North Korean Specialists “Rent” Foreign Identities to Work in Overseas Companies

North Korean IT specialists “rent” the identities of foreigners to work in foreign companies on their behalf, gathering data and earning money for the national budget.

This is stated in an investigation published by Fortune.

North Korea extensively uses its IT specialists to earn foreign currency abroad, working on popular job search platforms like LinkedIn, Fiverr, and Upwork. To work on such platforms or to be hired by a foreign company, a worker must go through a verification process, so North Korean engineers often involve foreign accomplices as fake employees.

Cybersecurity specialist Aidan Raine posed as such an accomplice, agreeing to collaborate with North Korean workers to uncover the details of a scheme that, according to the U.S. government, brought North Korea hundreds of millions of dollars.

A Team Under One Identity

The plan was for North Korean partners to carry out most of the technical work using remote access tools, while Aidan would handle the public-facing part — attending meetings and negotiations where direct communication with the employer was required.

North Korean workers created a fake LinkedIn profile for their foreign accomplice and submitted job applications. They altered Aidan’s photo in such a way that it appeared different from other images of him online.

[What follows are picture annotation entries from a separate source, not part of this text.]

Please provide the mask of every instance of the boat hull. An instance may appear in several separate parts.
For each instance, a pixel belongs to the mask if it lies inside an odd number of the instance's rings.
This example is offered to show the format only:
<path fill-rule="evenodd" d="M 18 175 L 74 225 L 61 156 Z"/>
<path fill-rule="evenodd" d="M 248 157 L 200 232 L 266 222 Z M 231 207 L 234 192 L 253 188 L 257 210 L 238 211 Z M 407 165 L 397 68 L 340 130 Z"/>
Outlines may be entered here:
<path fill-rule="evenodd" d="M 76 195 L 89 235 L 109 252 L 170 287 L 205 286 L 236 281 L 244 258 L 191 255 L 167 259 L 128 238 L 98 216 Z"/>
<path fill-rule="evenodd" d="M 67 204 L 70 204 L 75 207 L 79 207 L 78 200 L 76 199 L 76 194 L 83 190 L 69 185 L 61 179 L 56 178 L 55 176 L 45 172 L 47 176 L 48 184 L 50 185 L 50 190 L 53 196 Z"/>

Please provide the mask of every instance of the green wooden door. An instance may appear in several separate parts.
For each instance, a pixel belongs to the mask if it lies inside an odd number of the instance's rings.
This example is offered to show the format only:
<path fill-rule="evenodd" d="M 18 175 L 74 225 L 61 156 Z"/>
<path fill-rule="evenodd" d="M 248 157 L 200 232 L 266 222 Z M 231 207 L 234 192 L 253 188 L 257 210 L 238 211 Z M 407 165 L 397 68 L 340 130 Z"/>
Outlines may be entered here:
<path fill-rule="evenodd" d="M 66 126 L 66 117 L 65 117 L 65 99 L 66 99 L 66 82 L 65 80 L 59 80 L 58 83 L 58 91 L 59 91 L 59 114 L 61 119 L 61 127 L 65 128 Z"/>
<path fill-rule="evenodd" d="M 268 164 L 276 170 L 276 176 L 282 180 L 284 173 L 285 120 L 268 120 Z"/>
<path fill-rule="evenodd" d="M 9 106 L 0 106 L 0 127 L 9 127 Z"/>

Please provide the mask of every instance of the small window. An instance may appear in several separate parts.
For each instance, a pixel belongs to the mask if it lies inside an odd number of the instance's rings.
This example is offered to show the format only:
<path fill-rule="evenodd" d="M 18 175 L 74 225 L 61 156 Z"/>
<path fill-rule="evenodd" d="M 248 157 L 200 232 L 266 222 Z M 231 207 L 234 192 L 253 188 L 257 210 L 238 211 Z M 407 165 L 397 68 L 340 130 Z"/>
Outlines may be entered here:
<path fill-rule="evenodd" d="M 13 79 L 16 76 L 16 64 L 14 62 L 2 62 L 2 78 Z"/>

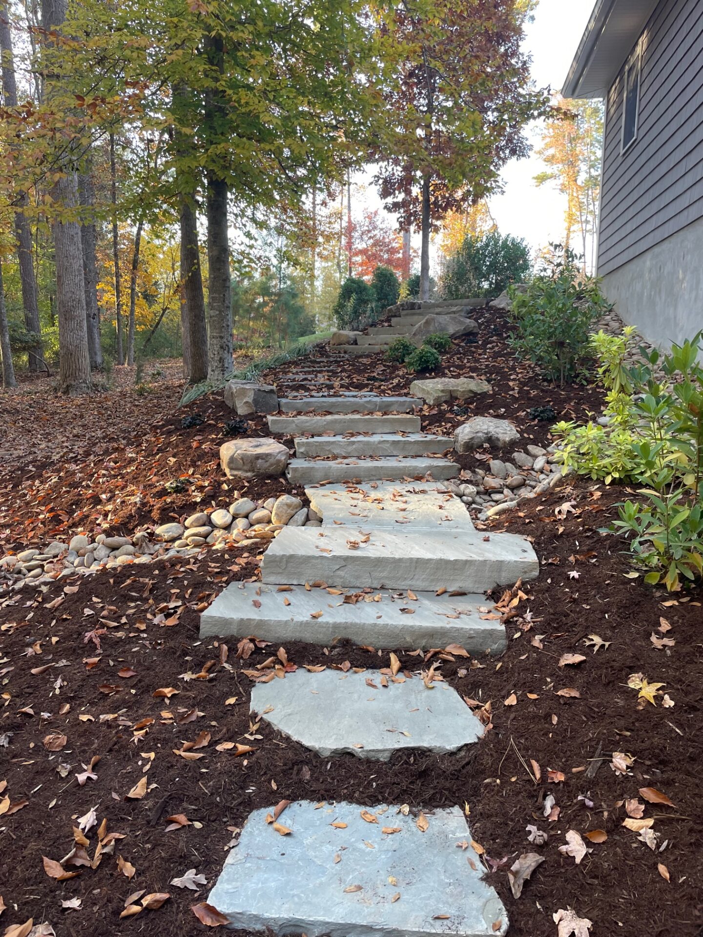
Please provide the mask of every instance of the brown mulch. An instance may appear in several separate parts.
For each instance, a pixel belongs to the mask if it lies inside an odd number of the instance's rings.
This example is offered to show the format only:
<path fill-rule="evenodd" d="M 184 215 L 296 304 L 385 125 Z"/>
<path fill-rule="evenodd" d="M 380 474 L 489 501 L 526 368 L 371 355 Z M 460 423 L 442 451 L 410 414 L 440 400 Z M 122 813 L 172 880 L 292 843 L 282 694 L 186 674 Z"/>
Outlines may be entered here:
<path fill-rule="evenodd" d="M 326 352 L 319 351 L 314 360 L 326 358 Z M 305 364 L 292 363 L 298 372 L 310 373 L 303 370 Z M 323 364 L 325 373 L 330 366 Z M 336 378 L 352 389 L 352 377 L 337 363 L 334 366 Z M 344 367 L 353 370 L 360 381 L 365 370 L 385 374 L 385 365 L 374 358 L 353 359 Z M 479 346 L 459 346 L 445 367 L 490 379 L 494 394 L 477 398 L 471 411 L 493 410 L 499 415 L 502 409 L 516 419 L 523 435 L 533 435 L 535 441 L 547 441 L 548 424 L 527 420 L 530 407 L 550 404 L 558 412 L 575 416 L 597 407 L 598 394 L 592 388 L 561 391 L 531 376 L 530 369 L 510 359 L 498 335 L 484 338 L 482 332 Z M 292 365 L 285 368 L 292 370 Z M 407 381 L 397 370 L 393 368 L 388 384 L 379 385 L 381 393 L 400 390 L 395 380 Z M 64 498 L 59 508 L 65 513 L 87 512 L 79 521 L 59 516 L 64 529 L 81 529 L 81 523 L 91 520 L 97 510 L 85 508 L 81 491 L 69 490 L 71 478 L 88 488 L 83 471 L 93 458 L 102 459 L 100 465 L 114 465 L 109 469 L 109 483 L 115 488 L 110 523 L 116 527 L 120 511 L 130 521 L 152 516 L 155 511 L 162 512 L 160 519 L 182 513 L 193 503 L 186 495 L 163 492 L 169 456 L 177 459 L 181 470 L 184 465 L 193 468 L 195 483 L 189 491 L 205 503 L 227 498 L 213 453 L 229 412 L 217 401 L 198 401 L 186 412 L 200 412 L 204 424 L 183 430 L 183 413 L 173 410 L 177 394 L 175 387 L 172 390 L 158 406 L 145 408 L 142 428 L 135 423 L 121 441 L 112 430 L 118 415 L 99 412 L 99 404 L 83 402 L 83 407 L 97 411 L 92 424 L 102 426 L 100 435 L 89 437 L 89 458 L 82 461 L 76 451 L 71 466 L 62 467 L 61 460 L 52 456 L 42 463 L 37 460 L 32 483 L 56 476 L 57 482 L 51 483 L 56 488 L 52 495 L 54 508 Z M 49 407 L 39 400 L 34 404 Z M 128 400 L 123 404 L 131 410 Z M 433 409 L 437 412 L 426 414 L 425 425 L 466 418 L 452 408 Z M 434 417 L 437 424 L 431 424 Z M 70 431 L 70 424 L 64 431 Z M 134 460 L 128 452 L 141 441 L 144 448 L 134 468 L 137 482 L 129 471 Z M 193 442 L 200 445 L 193 447 Z M 71 440 L 67 439 L 68 444 Z M 98 454 L 97 447 L 104 451 Z M 150 479 L 149 460 L 159 454 L 157 473 Z M 97 462 L 94 471 L 97 467 Z M 10 483 L 9 474 L 6 478 Z M 118 487 L 120 480 L 124 485 Z M 31 498 L 21 497 L 27 491 L 22 487 L 24 482 L 12 480 L 10 488 L 0 492 L 0 504 L 19 518 L 11 521 L 13 531 L 45 529 L 55 518 L 25 523 L 25 513 L 37 511 L 37 506 Z M 133 495 L 118 497 L 119 491 L 132 488 L 141 491 L 145 507 L 130 501 Z M 671 596 L 647 587 L 640 579 L 627 578 L 631 567 L 621 552 L 622 544 L 601 532 L 622 496 L 622 489 L 589 480 L 573 484 L 565 481 L 545 499 L 528 502 L 493 522 L 491 531 L 507 529 L 531 537 L 542 564 L 540 578 L 522 585 L 522 596 L 513 591 L 518 602 L 506 621 L 509 645 L 500 660 L 471 662 L 435 654 L 426 663 L 423 655 L 398 652 L 408 673 L 417 674 L 434 663 L 465 697 L 482 705 L 490 701 L 492 728 L 477 745 L 454 756 L 407 752 L 387 764 L 352 755 L 320 759 L 264 721 L 252 725 L 252 682 L 245 670 L 255 671 L 271 658 L 281 667 L 288 661 L 289 666 L 378 668 L 388 665 L 390 648 L 379 654 L 351 646 L 293 644 L 279 656 L 277 647 L 254 647 L 243 660 L 237 657 L 235 640 L 224 642 L 227 651 L 219 642 L 201 642 L 200 610 L 227 582 L 258 574 L 258 558 L 242 556 L 241 550 L 121 567 L 54 583 L 44 592 L 0 598 L 0 784 L 7 781 L 0 805 L 6 796 L 11 805 L 8 811 L 0 806 L 0 896 L 7 905 L 0 924 L 7 927 L 31 916 L 35 924 L 51 923 L 58 937 L 86 932 L 92 937 L 202 933 L 206 929 L 190 905 L 206 899 L 227 847 L 248 813 L 281 799 L 306 798 L 346 799 L 363 806 L 407 803 L 428 813 L 430 823 L 433 808 L 466 804 L 472 837 L 479 850 L 485 850 L 486 869 L 495 870 L 488 872 L 487 881 L 505 903 L 511 937 L 556 937 L 552 915 L 567 907 L 593 922 L 591 937 L 700 933 L 703 592 Z M 652 634 L 658 643 L 666 638 L 674 644 L 656 647 Z M 609 645 L 594 652 L 592 644 L 586 644 L 592 641 L 590 635 Z M 242 649 L 247 653 L 249 648 Z M 586 660 L 560 666 L 566 653 L 582 654 Z M 674 706 L 663 707 L 661 695 L 656 706 L 638 701 L 637 691 L 627 685 L 633 674 L 663 684 L 662 692 Z M 154 696 L 157 690 L 169 689 L 177 693 L 170 699 Z M 559 695 L 563 689 L 579 695 Z M 515 705 L 506 706 L 512 694 Z M 186 752 L 202 758 L 188 760 L 174 752 L 183 751 L 184 742 L 194 742 L 202 733 L 209 733 L 206 744 Z M 47 751 L 46 746 L 54 743 L 45 740 L 62 735 L 63 747 Z M 218 751 L 217 746 L 223 742 L 250 746 L 254 751 L 240 757 L 234 749 Z M 613 752 L 633 758 L 631 774 L 615 773 L 610 766 Z M 87 779 L 81 786 L 76 775 L 98 756 L 94 764 L 97 780 Z M 540 774 L 536 782 L 535 766 Z M 561 772 L 563 780 L 549 771 Z M 127 798 L 144 776 L 143 796 Z M 675 807 L 647 803 L 638 795 L 647 787 L 664 792 Z M 544 816 L 548 795 L 560 808 L 551 822 Z M 627 817 L 624 802 L 636 797 L 644 805 L 644 817 L 654 820 L 657 852 L 622 825 Z M 21 806 L 24 800 L 26 805 Z M 73 848 L 73 828 L 91 809 L 98 825 L 106 818 L 108 833 L 125 839 L 115 841 L 113 853 L 107 845 L 96 869 L 65 863 L 67 871 L 81 874 L 56 882 L 45 873 L 42 856 L 64 859 Z M 166 832 L 167 818 L 176 814 L 184 814 L 189 825 Z M 528 825 L 548 834 L 546 845 L 528 841 Z M 567 831 L 585 836 L 596 829 L 604 830 L 607 839 L 600 844 L 587 840 L 591 852 L 579 865 L 559 852 Z M 91 860 L 97 830 L 93 826 L 86 834 Z M 543 855 L 546 861 L 516 900 L 507 869 L 528 852 Z M 135 867 L 131 879 L 119 870 L 118 856 Z M 660 864 L 669 881 L 658 870 Z M 186 893 L 170 884 L 191 868 L 207 879 L 200 893 Z M 126 899 L 142 889 L 172 897 L 157 911 L 121 920 Z M 74 899 L 81 900 L 80 908 L 62 909 L 62 901 Z"/>

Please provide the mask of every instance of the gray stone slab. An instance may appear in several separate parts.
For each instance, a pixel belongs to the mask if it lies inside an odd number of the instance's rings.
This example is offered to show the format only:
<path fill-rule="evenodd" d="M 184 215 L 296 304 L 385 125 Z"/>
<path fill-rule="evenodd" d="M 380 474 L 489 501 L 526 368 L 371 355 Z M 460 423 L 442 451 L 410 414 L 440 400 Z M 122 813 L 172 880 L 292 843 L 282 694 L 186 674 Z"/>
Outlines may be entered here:
<path fill-rule="evenodd" d="M 416 397 L 381 397 L 363 394 L 340 397 L 315 396 L 278 401 L 282 413 L 408 413 L 421 407 Z M 452 443 L 454 445 L 454 443 Z"/>
<path fill-rule="evenodd" d="M 358 601 L 345 602 L 345 592 L 359 596 Z M 387 589 L 363 593 L 352 588 L 332 595 L 304 586 L 279 592 L 277 587 L 262 583 L 232 583 L 201 616 L 201 637 L 255 634 L 263 641 L 306 641 L 322 647 L 346 639 L 366 647 L 413 650 L 458 644 L 474 657 L 505 650 L 505 627 L 500 619 L 486 617 L 492 606 L 485 596 L 413 595 L 416 602 L 409 601 L 405 592 Z M 412 614 L 403 611 L 409 608 Z"/>
<path fill-rule="evenodd" d="M 270 416 L 268 428 L 278 436 L 310 433 L 419 433 L 419 416 Z"/>
<path fill-rule="evenodd" d="M 504 937 L 505 908 L 483 867 L 472 869 L 456 847 L 471 839 L 459 807 L 426 811 L 423 833 L 399 807 L 367 808 L 377 818 L 367 823 L 354 804 L 296 801 L 278 819 L 287 836 L 266 823 L 272 810 L 249 815 L 207 899 L 231 928 L 278 937 Z"/>
<path fill-rule="evenodd" d="M 388 761 L 401 749 L 448 754 L 483 736 L 481 722 L 448 683 L 427 689 L 417 675 L 395 679 L 377 670 L 298 670 L 257 683 L 251 711 L 322 758 Z"/>
<path fill-rule="evenodd" d="M 306 488 L 322 526 L 472 530 L 466 505 L 441 482 L 372 482 Z"/>
<path fill-rule="evenodd" d="M 326 455 L 426 455 L 454 449 L 454 438 L 431 433 L 373 433 L 369 436 L 313 436 L 295 440 L 299 458 Z"/>
<path fill-rule="evenodd" d="M 449 459 L 422 456 L 398 456 L 378 459 L 340 458 L 332 460 L 291 459 L 286 476 L 293 484 L 315 484 L 319 482 L 363 482 L 383 479 L 456 478 L 460 468 Z"/>
<path fill-rule="evenodd" d="M 284 528 L 262 562 L 262 581 L 276 585 L 320 579 L 337 587 L 422 591 L 485 592 L 538 574 L 539 561 L 524 537 L 477 530 Z"/>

The persona was created by an experienced geographic information systems (GIS) developer. His work portfolio included, among other things, the successful development of an emergency services app that tracks the location of ambulances.

About four North Korean specialists, who communicated with Aidan under a single identity named “Ben,” were supposed to receive 70% of their salary in the form of cryptocurrency transfers or through PayPal or Payoneer.

“They are essentially doing all the work,” said Aidan Raine. “They tried to use my real identity to bypass the verification process; they wanted it to be very close to my actual identity.”

The “Ben” team even successfully conducted an interview with a private contractor for the U.S. government. They used remote access to the computer and typed responses to the employer’s questions in Notepad, which Aidan then read aloud. The company offered a full-time position with remote work options and a salary of $80,000 per year.

After this, Raine immediately stopped the experiment and terminated the agreement with the company, explaining that he could not accept the offer.

North Korean Freelancers

According to the U.S. Department of the Treasury, the North Korean IT specialists earn hundreds of millions of dollars for the regime each year through this method. Individual IT specialists can earn up to $300,000 annually by working remotely for international companies. Most of these funds bypass international sanctions through complex networks of shell companies.

Among the platforms most commonly used in these schemes, in addition to LinkedIn and Fiverr, are Upwork, Guru, and Freelancer. Popular professions include frontend and backend developers, software testers, and graphic designers.

The founder of the identity verification company Hypr notes that the aspect of social engineering has evolved, and North Korean engineers, along with other criminal groups mimicking this scheme, use public information and AI to refine their tactics.

Militarnyi previously reported that North Korean hackers had stolen classified critical data about the K2 Black Panther main battle tank, as well as about Baekdu and Geumgang reconnaissance aircraft from South Korea.